Jake, kız arkadaşına farklı farklı isimlerle seslenmektedir. Onun yaptığı iş de devamlı değişmektedir. Kız arkadaşı ile konuştukları bir çok konu Jake’in evinde bir yerlerde saklıdır. Okunan kitaplar, fotoğraflar,çizilmiş resimler...
Bodrum katı genellikle bilinçdışını temsil etmektedir. Jake
oradan nefret eder. Orada bir delik olduğunu belirtir. Orada çamaşırlar
yıkanır. Temizlik ve su... Su, duyguları temsil eder. Jake’in anne ve babası ve
değişik yaşlarına gider ve geri gelir... Kız arkadaşına ve kendisine yapılan eleştirilerden Jake hiç memnun olmaz. Annesi
biraz daha oğluna düşkün gözükmektedir, babası ile daha da mesafeli olan Jake oldukça
gergindir. Bu ilginç senaryodan çıkabilecek sonuçlardan biri Jake ile kız
arkadaşının aynı kişi olduğudur. Çocukluk fotoğraflarından birinde kız arkadaşı da
kendi fotoğrafının orada ne aradığını sorar.
Aynı zamanda Jake ile hademe de aynı kişidir. Çamaşır
makinesinin içindeki kıyafetler hademenin kıyafetleridir. Tüm film, Jake’in
hayal ettiği geçmişi ve kafasının içinde bitirmeye çalıştığı meselelerdir. Olan
olaylar, gerçekleşmeyen hayaller... İç dünyasına ve geçmişe yolculuk ettikçe,
bu durumdan rahatsız olan gardiyanlar yolculuğa devam edilmemesi konusunda
mesajlar verirler. Bu kapı tutuculardan daha sonrasında ise acı çekmiş,
dışlanmış travmatik parçalar ortaya çıkmaya başlar. Dondurmacıdaki kızın
ellerindeki yaralar ile Jake’in yaraları aynıdır.

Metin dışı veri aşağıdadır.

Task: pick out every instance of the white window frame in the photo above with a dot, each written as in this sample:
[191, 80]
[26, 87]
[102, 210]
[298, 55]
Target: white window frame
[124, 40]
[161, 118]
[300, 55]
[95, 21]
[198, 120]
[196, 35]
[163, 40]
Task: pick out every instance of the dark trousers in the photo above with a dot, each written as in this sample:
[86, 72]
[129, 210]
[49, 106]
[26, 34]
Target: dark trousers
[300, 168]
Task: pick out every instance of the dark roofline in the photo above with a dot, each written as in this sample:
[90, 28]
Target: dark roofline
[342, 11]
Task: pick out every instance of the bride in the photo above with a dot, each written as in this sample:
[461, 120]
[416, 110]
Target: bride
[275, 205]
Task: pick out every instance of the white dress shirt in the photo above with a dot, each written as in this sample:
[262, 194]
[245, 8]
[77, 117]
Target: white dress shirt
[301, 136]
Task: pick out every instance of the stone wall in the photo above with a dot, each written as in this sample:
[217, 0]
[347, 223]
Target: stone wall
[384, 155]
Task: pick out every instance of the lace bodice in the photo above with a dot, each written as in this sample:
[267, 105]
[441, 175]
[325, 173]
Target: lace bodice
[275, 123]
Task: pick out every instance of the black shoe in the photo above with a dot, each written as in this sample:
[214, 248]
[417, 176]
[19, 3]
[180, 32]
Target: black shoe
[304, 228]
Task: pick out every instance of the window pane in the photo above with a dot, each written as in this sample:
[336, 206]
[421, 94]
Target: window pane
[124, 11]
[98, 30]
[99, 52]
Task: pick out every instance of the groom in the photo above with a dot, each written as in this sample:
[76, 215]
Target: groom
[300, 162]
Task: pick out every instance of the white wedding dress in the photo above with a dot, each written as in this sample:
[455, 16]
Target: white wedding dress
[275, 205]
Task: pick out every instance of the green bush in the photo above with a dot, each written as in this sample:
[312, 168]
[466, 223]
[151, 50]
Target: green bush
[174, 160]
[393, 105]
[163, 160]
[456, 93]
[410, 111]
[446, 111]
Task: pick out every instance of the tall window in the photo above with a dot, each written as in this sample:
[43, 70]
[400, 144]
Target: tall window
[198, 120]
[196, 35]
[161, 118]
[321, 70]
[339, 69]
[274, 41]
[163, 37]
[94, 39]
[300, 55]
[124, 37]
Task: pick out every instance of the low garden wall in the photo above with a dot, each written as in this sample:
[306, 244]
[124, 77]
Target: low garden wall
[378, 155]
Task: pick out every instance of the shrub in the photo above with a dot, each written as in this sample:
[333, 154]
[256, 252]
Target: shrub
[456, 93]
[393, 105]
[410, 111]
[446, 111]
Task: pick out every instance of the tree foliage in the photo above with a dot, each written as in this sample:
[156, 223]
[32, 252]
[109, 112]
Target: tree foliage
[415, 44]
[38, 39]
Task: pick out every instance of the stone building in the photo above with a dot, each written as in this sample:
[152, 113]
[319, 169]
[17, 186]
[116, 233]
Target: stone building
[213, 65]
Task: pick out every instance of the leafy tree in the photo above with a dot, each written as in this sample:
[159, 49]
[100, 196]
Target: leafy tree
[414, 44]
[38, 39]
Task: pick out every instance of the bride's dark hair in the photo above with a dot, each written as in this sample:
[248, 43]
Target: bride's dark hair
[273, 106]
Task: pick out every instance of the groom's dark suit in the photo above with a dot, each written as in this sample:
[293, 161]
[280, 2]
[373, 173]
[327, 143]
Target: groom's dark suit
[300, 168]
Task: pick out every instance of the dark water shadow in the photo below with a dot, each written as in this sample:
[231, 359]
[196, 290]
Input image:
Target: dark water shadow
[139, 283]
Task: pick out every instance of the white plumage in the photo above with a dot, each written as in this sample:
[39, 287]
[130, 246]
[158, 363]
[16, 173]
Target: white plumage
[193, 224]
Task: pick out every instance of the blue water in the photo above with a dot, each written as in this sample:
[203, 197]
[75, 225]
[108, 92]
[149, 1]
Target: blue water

Jack’in onaylanmaya ve görülmeye ihtiyacı vardır. Kız arkadaşı
onun bu ihtiyaçlarını karşılamaya çalışan yanını simgeler. Merdivenlerden
derine indikçe sorunun daha da derinde olduğunu fark eder. Anne ve babasının etkisinde,
okulunun etkisinde kaldığı ve bu ortamda hayatta kalmak üzere oluşturduğu duygu
ve düşünceler yığınıdır Jack... Onlara karşı sesini çıkartamamış “iyi çocuktur”... Hayatı boyunca umut
etmiş ancak hep hayal kırıklığına uğramıştır. Hayatında yaptığı yanlışlar için
kendini eleştirmektedir. Artık yüzleşme vakti gelmiştir. Geçmişte ne olursa
olsun artık güvendedir...
“Evrende tarafsız gerçeklik yoktur. Herkesin bakış açısına göre kendi gerçekliği vardır. Bu filtreler geçmiş deneyimleri ile koşullanmıştır. Zamanda ilerlemiyoruz, zaman bizim üzerimizden geçiyor.”
“Bu kadar az insanın ölmeden önce ruhuna sahip olması üzücü. Emerson, der ki – İnsanda nadir görünen şey özgün eylemdir – Bu, çok doğru.Çoğu kişi aslında başkasıdır. Düşünceleri, başkasının fikirleridir.Yaşamları taklit arzularıysa birer alıntıdır.”